Should any part of this Agreement be held invalid or unenforceable, that portion shall be construed consistent with applicable law and the remaining portions shall remain
in full force and effect. Affiliate agrees that any unauthorized and/or unlawful use of the Network would result in irreparable injury to LFM for which monetary damages
would be inadequate. In such event, LFM shall have the right, in addition to other remedies available to it pursuant to this Agreement, to immediate injunctive relief
against Affiliate without the need to post a bond. Nothing contained in this Agreement shall be construed to limit any legal remedies available to LFM. LFM and Affiliate
are independent contractors, and nothing in this Agreement will create any partnership, joint venture, agency, franchise, sales representative or employment relationship
between the parties. LFM’s failure to enforce any provision of this Agreement shall not be deemed a waiver of such provision nor of the right to enforce such provision.

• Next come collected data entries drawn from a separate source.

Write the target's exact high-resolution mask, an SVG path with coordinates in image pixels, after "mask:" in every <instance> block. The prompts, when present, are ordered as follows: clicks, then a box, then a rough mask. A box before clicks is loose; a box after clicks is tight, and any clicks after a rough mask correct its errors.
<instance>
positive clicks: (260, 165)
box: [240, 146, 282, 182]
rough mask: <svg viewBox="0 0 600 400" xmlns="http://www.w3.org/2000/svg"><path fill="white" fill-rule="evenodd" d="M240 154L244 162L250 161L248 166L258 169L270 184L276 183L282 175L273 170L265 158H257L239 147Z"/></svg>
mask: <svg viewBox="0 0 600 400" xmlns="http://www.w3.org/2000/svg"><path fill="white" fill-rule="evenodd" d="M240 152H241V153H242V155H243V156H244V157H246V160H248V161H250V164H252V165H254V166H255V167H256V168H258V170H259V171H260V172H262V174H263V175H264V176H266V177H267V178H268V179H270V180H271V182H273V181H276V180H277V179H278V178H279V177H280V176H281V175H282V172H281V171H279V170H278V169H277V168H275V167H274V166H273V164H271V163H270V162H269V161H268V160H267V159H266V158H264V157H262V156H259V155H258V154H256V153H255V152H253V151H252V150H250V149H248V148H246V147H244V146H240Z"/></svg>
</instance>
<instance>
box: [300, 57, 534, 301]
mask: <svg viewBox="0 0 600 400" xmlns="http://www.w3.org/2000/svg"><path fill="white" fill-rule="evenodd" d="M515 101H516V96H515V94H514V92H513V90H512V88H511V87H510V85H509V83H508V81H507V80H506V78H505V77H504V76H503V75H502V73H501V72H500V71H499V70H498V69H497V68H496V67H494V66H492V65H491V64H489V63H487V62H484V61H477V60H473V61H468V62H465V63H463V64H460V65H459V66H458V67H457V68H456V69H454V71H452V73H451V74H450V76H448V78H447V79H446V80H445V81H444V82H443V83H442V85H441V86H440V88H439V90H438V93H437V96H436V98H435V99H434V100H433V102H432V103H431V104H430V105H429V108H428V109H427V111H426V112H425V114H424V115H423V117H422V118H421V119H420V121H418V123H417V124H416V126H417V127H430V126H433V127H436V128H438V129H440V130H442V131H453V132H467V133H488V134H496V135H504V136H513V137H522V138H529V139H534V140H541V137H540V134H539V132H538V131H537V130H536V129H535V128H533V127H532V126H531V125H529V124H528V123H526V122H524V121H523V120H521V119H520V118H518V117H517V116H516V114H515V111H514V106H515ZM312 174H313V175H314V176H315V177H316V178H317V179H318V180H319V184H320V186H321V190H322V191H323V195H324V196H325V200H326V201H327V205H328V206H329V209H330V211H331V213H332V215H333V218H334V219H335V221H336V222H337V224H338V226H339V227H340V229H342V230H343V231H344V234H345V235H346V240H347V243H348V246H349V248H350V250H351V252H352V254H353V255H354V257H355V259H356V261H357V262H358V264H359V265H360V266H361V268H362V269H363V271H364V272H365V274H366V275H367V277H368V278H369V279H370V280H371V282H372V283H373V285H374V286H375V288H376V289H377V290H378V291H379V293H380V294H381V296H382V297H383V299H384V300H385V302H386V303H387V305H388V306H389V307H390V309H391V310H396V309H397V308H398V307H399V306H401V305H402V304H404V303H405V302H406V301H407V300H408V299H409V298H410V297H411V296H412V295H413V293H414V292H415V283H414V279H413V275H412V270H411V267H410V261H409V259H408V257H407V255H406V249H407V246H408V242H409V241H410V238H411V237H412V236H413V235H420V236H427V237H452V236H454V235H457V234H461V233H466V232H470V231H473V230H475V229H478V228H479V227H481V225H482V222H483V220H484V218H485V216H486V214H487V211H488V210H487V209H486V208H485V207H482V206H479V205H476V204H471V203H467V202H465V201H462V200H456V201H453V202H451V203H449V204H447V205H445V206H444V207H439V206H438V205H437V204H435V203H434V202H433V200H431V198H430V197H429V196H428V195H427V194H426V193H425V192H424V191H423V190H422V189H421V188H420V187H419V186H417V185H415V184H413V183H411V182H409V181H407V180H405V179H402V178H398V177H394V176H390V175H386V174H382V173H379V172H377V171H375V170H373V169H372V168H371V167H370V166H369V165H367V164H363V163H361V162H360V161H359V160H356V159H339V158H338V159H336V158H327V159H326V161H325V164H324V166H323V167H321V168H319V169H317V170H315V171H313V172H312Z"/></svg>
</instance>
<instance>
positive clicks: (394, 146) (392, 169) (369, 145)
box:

Any attempt by any individual, whether or not an Affiliate, to damage, destroy, tamper with, vandalize and/or otherwise interfere with the operation of the Network, is a
violation of both criminal and civil law and LFM will diligently pursue any and all remedies in this regard against any offending individual or entity to the fullest
extent permissible by law and in equity. This Agreement will be binding on, inure to the benefit of and be enforceable against the parties and LFM’s successors and
assigns. Affiliate is not permitted to transfer any rights and obligations pursuant to this Agreement. Any attempt to do so will result in the immediate termination of
this Agreement. For technical/general questions, please contact: support@lfmnetwork.com.
22. Electronic Signatures. Affiliate acknowledges and agrees that by clicking on the button labeled “I Agree” or such similar links as may be
designated by LFM to accept this Agreement, Affiliate is submitting a legally binding electronic signature and is entering into a legally binding contract. Affiliate
acknowledges that Affiliate’s electronic submissions constitute Affiliate’s agreement and intent to be bound by this Agreement. Pursuant to any applicable statutes,
regulations, rules, ordinances or other laws, including without limitation the United States Electronic Signatures in Global and National Commerce Act, P.L. 106-229 (the
“E-Sign Act”) or other similar statutes, AFFILIATE HEREBY AGREES TO THE USE OF ELECTRONIC SIGNATURES, CONTRACTS, ORDERS AND OTHER RECORDS AND TO ELECTRONIC DELIVERY OF
NOTICES, POLICIES AND RECORDS OF TRANSACTIONS INITIATED OR COMPLETED THROUGH THE SERVICES OFFERED BY LFM. Further, Affiliate hereby waives any rights or requirements
under any statutes, regulations, rules, ordinances or other laws in any jurisdiction which require an original signature or delivery or retention of non-electronic
records, or to payments or the granting of credits by other than electronic means.